Waterman notes that when she first started poking through the libraries' journal holdings, "some were still in the general collection and not in the rare books, which made sense," she says. "They're 20th-century materials, and the definition of 'rare' as far as special collections goes is pre-1801. So 1920 isn't rare, although these journals are very ephemeral and fragile and rare—and now valuable."

All are treated with the respect of rare items, which is why Crystal Maitland, a paper conservator in the libraries' Department of Conservation and Preservation, stops by the class. She wants to let the students know what is and isn't possible with the exhibition cases. Two of the vitrines sit near a source of natural light, and the inks on many of these journals are unstable and decay when exposed; facsimiles can be made, if need be.

But what about propping up VVV? "We could build a support for inside the cover," Maitland says, inspecting the journal, looking over its pages and covers. "That way all the plastic would support it, so it's not putting any weight on the binding.

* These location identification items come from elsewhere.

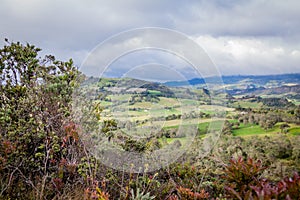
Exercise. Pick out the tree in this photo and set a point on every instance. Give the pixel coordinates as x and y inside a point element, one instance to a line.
<point>35,96</point>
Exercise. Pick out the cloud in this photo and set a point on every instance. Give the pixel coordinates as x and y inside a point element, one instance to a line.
<point>249,36</point>
<point>251,55</point>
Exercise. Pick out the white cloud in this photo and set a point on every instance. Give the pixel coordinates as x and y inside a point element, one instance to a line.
<point>242,36</point>
<point>251,55</point>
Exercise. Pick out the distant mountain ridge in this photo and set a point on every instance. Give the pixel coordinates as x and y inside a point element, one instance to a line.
<point>233,79</point>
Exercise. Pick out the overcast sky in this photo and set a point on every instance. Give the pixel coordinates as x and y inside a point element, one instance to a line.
<point>240,37</point>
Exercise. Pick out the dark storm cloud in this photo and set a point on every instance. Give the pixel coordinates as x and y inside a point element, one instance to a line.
<point>267,30</point>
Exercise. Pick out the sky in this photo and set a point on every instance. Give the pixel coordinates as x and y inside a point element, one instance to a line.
<point>238,36</point>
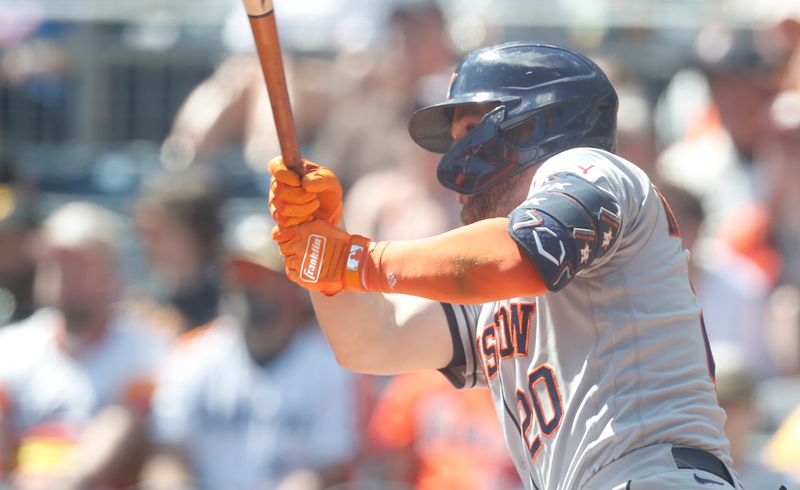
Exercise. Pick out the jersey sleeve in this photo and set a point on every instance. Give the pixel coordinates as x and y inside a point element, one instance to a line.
<point>574,217</point>
<point>464,370</point>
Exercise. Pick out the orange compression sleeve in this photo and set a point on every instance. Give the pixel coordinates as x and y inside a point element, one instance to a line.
<point>472,264</point>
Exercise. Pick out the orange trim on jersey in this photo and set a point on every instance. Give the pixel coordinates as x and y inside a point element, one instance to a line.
<point>672,222</point>
<point>524,322</point>
<point>502,326</point>
<point>532,387</point>
<point>528,420</point>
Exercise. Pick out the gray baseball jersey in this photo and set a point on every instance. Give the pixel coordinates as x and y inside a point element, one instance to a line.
<point>614,357</point>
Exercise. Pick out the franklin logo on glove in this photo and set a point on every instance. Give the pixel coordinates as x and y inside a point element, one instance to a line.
<point>312,260</point>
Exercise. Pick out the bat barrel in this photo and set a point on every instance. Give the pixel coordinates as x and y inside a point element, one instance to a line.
<point>265,33</point>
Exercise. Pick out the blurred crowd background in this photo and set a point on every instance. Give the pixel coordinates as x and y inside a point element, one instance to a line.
<point>149,340</point>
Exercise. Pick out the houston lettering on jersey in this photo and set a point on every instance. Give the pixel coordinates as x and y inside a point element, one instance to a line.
<point>507,336</point>
<point>312,260</point>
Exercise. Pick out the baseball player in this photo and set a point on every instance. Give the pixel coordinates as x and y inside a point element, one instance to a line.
<point>566,293</point>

We can't make it absolutely flat because we don't want to damage the staples, but we could open it up a little further so it would end up looking something like this."

She shows how it might look, and Warnock and the students imagine what might be on either side of it, discuss moving it to the other side of the case to add some color to the presentation. Warnock and a few students do some shuffling, then take a step back and see how it looks. Much better.

"OK?" Warnock asks, looking around the room and noticing the students nodding their heads yes. She then directs them to a different part of the display. "Since we have Crystal here," she says, "let's talk about these journals over here."